Age of implantable RFIDs nears

Published 5 June 2006

As they say — just because you’re paranoid doesn’t mean they aren’t out to get you; sooner rather than later the fact that a paranoid complains that the government has implanted a microchip in his body would not mean that the government — or the local hospital — has not done so

Your typical paranoid always believes that the CIA has implanted a radio chip in his brain. Soon it will be more difficult to prove that paranoid wrong. Radio frequency identification (RFID) chips implanted into human beings hold the promise of improving patient care, particularly in emergency settings, tracking criminals and child-molesters released back into the community, and also tracking terrorists: Imagine capturing a terrorist, putting him under anesthetics, implanting an RFID chip in him, then letting him lead the good guys back to his comrades and associates. In the first examples of RFID use, privacy issues will have to be addressed first.

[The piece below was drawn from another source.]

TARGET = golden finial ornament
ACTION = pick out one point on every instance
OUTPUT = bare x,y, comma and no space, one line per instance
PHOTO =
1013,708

Writing in the 28 July 2005, edition of the New England Journal of Medicine, John Halamka, MD, chief information officer at BIDMC and Harvard Medical School and an emergency room physician, says the chip implanted in his upper right arm would allow anyone with a handheld RFID reader to scan his arm and obtain his sixteen-digit medical identifier. The chip, consisting of several small components encased in an unbreakable glass capsule, was implanted in Halamka’s arm in December 2004 with only a local anesthetic. Any authorized health care worker can visit a secure web site hosted by the chip manufacturer and retrieve information about his identity, and that of his primary care physician, who could provide medical history details.

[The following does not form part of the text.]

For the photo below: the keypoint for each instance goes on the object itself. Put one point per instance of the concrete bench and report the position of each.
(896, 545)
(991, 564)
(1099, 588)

For emergency medicine residents who often spend hours trying to determine the identify of John or Jane Doe patient, properly encrypted technology could prove to be a boon in helping to avoid unwanted medical interventions. “For patients with Alzheimer’s disease who wander away from home, an identifier that enables caregivers to identify non-verbal or confused patients and determine their health care preferences could be very desirable,” Halamka says.

There are problems, though. Current technology and lack of specific privacy regulations could enable spammers to track him in a manner similar to computer spyware which infests computers after visits to certain Internet sites. There is also the issue of inserting chips in patients incapable of proving informed consent. Moreover, technology hackers continue to be one step ahead of developers and have shown the ability to break the encryption of existing chips used to purchase gasoline and provide automobile security. Also, the technology is not cheap: Each chips costs $200 and a reader costs $650.

The chip implanted in Dr. Halamka is expected to last at least ten years, can safely undergo magnetic resonance imaging, and passes through airport security systems without incident. If he wishes to upgrade the chip, it would require minor surgery.